After several days of hearing, the trial court, rendered its Memorandum of Intended Decision, in which it found,

“ that the directors and officers of defendant have wilfully and intentionally abused and violated their fiduciary duties and the agreement for winding up the defendant corporation, by actions designed and calculated to transfer all the income of defendant to King Engineering Corporation, for its benefit and the benefit of Mr. King.”

Respondent King, therefore, had notice and knowledge of the matter before the court. He had his day in court. He cannot now be permitted to say, at this time, that there was a deprivation of due process. His appearance without objection during the hearing gave the court in personam jurisdiction over him.
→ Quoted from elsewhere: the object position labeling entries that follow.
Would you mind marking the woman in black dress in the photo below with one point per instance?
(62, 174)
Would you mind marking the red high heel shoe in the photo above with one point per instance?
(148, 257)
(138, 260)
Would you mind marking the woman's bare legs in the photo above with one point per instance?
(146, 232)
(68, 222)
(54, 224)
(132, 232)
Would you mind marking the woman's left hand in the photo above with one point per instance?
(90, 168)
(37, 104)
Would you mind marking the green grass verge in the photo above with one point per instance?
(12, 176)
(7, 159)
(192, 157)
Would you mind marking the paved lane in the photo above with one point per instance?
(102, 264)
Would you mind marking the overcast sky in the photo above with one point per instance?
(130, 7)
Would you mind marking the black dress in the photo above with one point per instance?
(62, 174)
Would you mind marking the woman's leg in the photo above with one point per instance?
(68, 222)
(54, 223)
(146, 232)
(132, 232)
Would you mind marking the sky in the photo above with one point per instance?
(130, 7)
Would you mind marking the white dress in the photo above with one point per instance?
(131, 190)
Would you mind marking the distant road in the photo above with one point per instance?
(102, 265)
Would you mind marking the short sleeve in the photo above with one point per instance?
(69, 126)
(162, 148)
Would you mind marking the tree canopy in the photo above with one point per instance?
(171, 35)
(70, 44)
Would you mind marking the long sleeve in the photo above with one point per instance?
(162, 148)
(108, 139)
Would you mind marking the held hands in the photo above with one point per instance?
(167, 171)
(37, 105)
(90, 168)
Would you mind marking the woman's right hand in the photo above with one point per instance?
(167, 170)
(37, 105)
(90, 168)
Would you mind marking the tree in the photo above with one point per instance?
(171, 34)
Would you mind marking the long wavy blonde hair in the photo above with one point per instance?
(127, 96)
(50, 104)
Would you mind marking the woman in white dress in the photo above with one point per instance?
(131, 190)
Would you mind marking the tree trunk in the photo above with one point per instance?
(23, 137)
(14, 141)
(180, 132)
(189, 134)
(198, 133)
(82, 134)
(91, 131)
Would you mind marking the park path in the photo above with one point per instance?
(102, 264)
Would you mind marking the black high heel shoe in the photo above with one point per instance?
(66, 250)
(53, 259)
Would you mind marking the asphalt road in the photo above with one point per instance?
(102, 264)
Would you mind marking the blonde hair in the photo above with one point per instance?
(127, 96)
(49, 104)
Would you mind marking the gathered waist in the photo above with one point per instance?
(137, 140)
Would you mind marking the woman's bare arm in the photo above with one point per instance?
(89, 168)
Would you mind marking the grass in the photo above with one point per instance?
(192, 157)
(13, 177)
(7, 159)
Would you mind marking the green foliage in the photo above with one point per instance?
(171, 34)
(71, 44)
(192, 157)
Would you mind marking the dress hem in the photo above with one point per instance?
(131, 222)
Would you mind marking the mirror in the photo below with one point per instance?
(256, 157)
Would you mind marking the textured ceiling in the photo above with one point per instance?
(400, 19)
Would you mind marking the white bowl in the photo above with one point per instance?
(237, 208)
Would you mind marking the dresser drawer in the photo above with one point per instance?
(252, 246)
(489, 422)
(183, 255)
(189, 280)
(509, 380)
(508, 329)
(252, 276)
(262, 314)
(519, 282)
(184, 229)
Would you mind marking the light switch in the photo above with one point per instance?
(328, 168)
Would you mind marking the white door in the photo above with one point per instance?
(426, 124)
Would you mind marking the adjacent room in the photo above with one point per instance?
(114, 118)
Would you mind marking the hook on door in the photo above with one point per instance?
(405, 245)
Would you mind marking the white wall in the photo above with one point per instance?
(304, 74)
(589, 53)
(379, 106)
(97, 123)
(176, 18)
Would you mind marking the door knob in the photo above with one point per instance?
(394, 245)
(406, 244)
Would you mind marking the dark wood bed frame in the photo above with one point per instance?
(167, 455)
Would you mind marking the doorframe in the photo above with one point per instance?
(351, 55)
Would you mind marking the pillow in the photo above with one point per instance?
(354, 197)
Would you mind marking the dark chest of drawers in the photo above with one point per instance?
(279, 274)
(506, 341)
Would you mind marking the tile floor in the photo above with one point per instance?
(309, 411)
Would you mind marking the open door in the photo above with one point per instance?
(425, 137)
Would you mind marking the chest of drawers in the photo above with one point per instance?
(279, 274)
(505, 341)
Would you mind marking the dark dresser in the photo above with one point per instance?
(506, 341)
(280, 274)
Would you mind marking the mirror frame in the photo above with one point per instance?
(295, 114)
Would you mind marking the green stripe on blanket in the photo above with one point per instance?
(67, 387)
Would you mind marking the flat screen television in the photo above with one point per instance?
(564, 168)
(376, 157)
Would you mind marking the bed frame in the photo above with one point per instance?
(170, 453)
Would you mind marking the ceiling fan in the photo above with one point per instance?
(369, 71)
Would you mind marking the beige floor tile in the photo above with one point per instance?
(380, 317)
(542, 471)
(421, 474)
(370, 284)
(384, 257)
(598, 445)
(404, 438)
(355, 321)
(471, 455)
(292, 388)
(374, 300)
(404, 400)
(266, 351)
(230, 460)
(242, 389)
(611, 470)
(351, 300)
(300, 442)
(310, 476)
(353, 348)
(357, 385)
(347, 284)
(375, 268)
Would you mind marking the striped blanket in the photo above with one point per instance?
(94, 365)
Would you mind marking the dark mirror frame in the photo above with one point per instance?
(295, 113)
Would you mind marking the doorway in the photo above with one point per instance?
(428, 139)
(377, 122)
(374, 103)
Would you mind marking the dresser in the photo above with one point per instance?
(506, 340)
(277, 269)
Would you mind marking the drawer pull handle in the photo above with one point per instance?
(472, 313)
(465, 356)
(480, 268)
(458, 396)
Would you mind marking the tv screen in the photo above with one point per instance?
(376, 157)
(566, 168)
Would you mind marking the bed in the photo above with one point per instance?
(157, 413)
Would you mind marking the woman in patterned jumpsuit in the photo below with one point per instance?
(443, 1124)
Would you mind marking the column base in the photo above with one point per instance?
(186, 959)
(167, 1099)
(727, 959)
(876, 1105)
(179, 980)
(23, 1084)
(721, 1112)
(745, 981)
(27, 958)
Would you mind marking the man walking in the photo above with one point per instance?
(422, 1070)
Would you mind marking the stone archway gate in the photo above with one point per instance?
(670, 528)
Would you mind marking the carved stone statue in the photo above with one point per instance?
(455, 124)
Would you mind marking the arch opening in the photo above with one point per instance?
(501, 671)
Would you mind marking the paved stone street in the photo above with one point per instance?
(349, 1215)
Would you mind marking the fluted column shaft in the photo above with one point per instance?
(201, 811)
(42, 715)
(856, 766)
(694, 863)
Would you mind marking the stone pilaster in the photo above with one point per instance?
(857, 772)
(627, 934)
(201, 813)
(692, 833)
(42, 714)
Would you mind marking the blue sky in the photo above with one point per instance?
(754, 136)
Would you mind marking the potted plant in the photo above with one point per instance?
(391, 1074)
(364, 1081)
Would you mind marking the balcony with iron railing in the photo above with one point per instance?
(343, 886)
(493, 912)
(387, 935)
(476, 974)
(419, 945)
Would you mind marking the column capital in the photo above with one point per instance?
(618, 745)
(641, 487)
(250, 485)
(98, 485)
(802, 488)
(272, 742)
The order of September 26, 1979, is reversed and remanded to the lower court which is directed to proceed as follows:

1. Amend the complaint herein to add Robert King, Jr., and John R. McCann as defendants;

2. Vacate the portion of the order therein which reads “Relief Requested by the OSC is denied” and enter an order reflecting the joinder of King and McCann as defendants herein; and

3. Permit entry of a judgment prepared in accord with the notice of intended Decision of October 26, 1976, surcharging Robert E. King, Jr., and winding up the affairs by the corporation as required by Corporations Code section 1808.



RALPH, Associate Justice.* FN* Assigned by the Chairperson of the Judicial Council.

ASHBY, Acting P. J., and HASTINGS, J., concur. Hearing denied; KAUS, J., did not participate.